Written by Ashley Burns / 05.26.11

I was cleaning out my inbox yesterday (which is an awesome euphemism for a trip to the OB-GYN, ladies) when I came across the above picture of a Baltimore Orioles fan wearing his customized Nick Markakis jersey. I meant to post this last month when it was originally Tweeted and posted at Buzzfeed, but I lead a crazy life of freebased cocaine and toddler fight clubs, so sometimes I get distracted.
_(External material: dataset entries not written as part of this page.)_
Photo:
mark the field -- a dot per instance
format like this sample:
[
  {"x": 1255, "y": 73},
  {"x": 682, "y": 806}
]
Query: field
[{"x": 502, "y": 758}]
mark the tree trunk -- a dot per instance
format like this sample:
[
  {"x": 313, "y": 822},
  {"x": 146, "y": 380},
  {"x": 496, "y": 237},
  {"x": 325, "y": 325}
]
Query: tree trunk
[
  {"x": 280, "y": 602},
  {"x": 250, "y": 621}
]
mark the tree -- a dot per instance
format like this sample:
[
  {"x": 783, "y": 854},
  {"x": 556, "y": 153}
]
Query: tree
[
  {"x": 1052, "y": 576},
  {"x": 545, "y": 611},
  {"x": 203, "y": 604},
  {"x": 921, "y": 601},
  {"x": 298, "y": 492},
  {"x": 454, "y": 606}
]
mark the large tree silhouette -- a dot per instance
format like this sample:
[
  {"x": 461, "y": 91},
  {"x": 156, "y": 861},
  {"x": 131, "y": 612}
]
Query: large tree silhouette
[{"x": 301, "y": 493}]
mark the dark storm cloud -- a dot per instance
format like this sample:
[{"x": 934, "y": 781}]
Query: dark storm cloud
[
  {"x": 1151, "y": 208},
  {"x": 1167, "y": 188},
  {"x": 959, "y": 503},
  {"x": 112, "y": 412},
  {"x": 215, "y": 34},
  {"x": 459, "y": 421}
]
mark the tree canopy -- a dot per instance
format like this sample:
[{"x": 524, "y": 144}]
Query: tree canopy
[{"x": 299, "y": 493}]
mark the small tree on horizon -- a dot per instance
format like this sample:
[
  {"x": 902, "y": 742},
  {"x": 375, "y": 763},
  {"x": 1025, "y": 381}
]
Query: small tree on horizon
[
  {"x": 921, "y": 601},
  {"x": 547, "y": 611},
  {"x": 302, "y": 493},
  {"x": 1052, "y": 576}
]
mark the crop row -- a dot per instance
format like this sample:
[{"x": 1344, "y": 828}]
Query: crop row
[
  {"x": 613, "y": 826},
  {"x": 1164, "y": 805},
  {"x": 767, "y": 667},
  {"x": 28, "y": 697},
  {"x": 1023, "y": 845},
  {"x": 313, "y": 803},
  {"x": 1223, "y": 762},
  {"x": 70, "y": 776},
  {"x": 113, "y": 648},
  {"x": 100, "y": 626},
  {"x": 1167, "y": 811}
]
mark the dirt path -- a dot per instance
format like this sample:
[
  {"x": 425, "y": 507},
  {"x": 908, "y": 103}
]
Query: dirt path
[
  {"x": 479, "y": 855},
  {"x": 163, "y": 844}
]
Regardless, the above jersey, sent to me by a New York Yankees friend of mine, incited a great debate between me and said friend – we’ll call him Doucheknuckle for the sake of fluidity.

Doucheknuckle thinks that customized jerseys are stupid and should only be worn by small children, and yet he also agrees with me that children should be kept in a large cage in stadium basements, but that’s another debate. Meanwhile, I believe that customized jerseys are fun if done with creativity and genuineness, or at least recognizing rivalries and insulting other players. After all, people will probably think I’m a tool if I get a jersey with Burns on the back, and I’d rather people think I’m a tool for my collection of mesh tank tops. However, it would be acceptable if I purchased a customized Wilmington Quicksteps jersey to honor my great-great-grand-uncle Thomas P. “Oyster” Burns.

Either way, I’ve gathered my proof that customized jerseys are fun if they’re done in jest and, more significantly, attack a rival team. Feel free to weigh in and take the side of a guy named Doucheknuckle.